"Pot-In-Pot" Production Possible Thanks To New Pot Setter Machine

Potted shrubs sell better, but growing shrubs in a pot is a pain, or at least it has been until now. Woodburn Nursery, Woodburn, Ore. has figured out a way to meet market demand and do it with less manual labor. Using their first-of-its-kind pot-setting rig, a five-man crew can insert about 6,000 "socket pots" per day into the ground, ready to accept potted shrubs and trees.

Tom Fessler, co-owner of the nursery, says "Our initial intent was to try an acre test plot for a year or two. But it worked so well, we're already up to about 65 acres."

Nurserymen have long known shrubs and other perennials planted in pots that are buried in the ground stand up to winter winds and cold temperatures better than those in above-ground pots. But getting the pots into the ground can be a real job. Pulling them out is not much better, especially in wet weather. Imbedding socket pots equipped with spacers makes removal and replacement of pots relatively easy. All you have to do is find a way to get them into the ground the first time.

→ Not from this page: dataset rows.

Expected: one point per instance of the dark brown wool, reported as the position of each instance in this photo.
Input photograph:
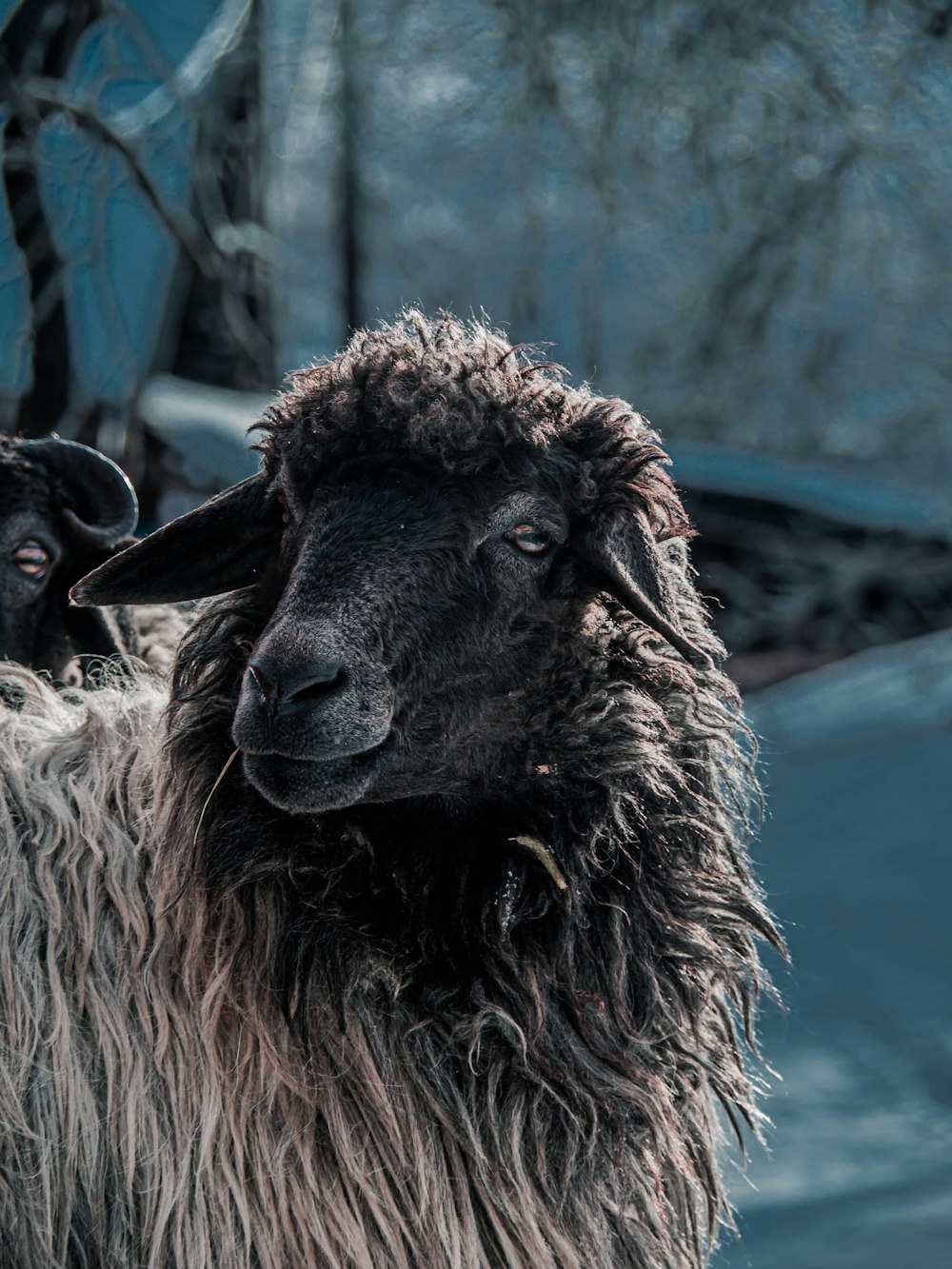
(385, 1035)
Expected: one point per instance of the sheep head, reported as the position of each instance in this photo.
(65, 509)
(430, 526)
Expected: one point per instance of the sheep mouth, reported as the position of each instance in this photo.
(308, 785)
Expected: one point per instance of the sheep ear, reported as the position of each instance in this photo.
(625, 556)
(217, 547)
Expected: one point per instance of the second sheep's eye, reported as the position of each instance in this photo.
(32, 559)
(529, 538)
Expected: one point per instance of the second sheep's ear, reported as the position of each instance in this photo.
(217, 547)
(624, 555)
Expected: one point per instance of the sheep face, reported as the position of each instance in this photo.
(417, 556)
(411, 617)
(65, 509)
(30, 553)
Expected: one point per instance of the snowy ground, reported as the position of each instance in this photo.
(859, 863)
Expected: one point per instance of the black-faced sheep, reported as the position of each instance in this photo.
(451, 966)
(65, 509)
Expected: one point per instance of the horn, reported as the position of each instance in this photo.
(103, 506)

After watching a neighbor use a post hole digger to prepare holes, Fessler figured there had to be a better way. So in 1999, he headed to his shop. Three years and tens of thousands of pots later, he is on his second rig, one built to set pots up to 16 in. across and a foot deep.

He started out by building a frame on the floor of the shop out of steel tubing that became the main platform.

A trencher wheel mounts next to the platform. Sizing a gearbox for the trencher was the most difficult part of the project, reports Fessler. "The trencher isn't turning very fast, but there is so much torque on it that we kept breaking gears," he explains. "On the second unit, we way oversized the gears. We also went to running the gearbox off the PTO instead of a hydraulic motor. We travel so slow that the hydraulic motor we used was stalling out."

The pot-setting rig excavates a ditch deeper and wider than the pot to be set, lays down a drain tile in the bottom of the ditch and an irrigation hose along the side of the ditch. Workers riding on the platform place pots in the ditch at regular intervals. Other workers walking alongside, set up spray nozzles beside each pot and fill in around the pots. Seven-pound metal lids, also fabricated in the nursery shop, are then placed over the pots to keep dirt out until the planted pots are inserted.

The entire rig floats on adjustable wheels. Raising or lowering the platform varies the depth of the trench from 8 to 12 in. deep, depending on the size of the socket pots being placed.

This past year, placement of the pots in a grid pattern across the field has become even more exacting. The nursery purchased a new John Deere 7410 tractor outfitted with a GPS-based guidance system. The autopilot allows the rig to travel in a straight line at only four tenths of a mile per hour, something manual steering could not do. Fessler is looking forward to automating the process even further.

"We use a cable with clips on it to identify when a pot should be placed in the trench," says Fessler. "We want to program the GPS unit to signal when to drop the pots in the ground."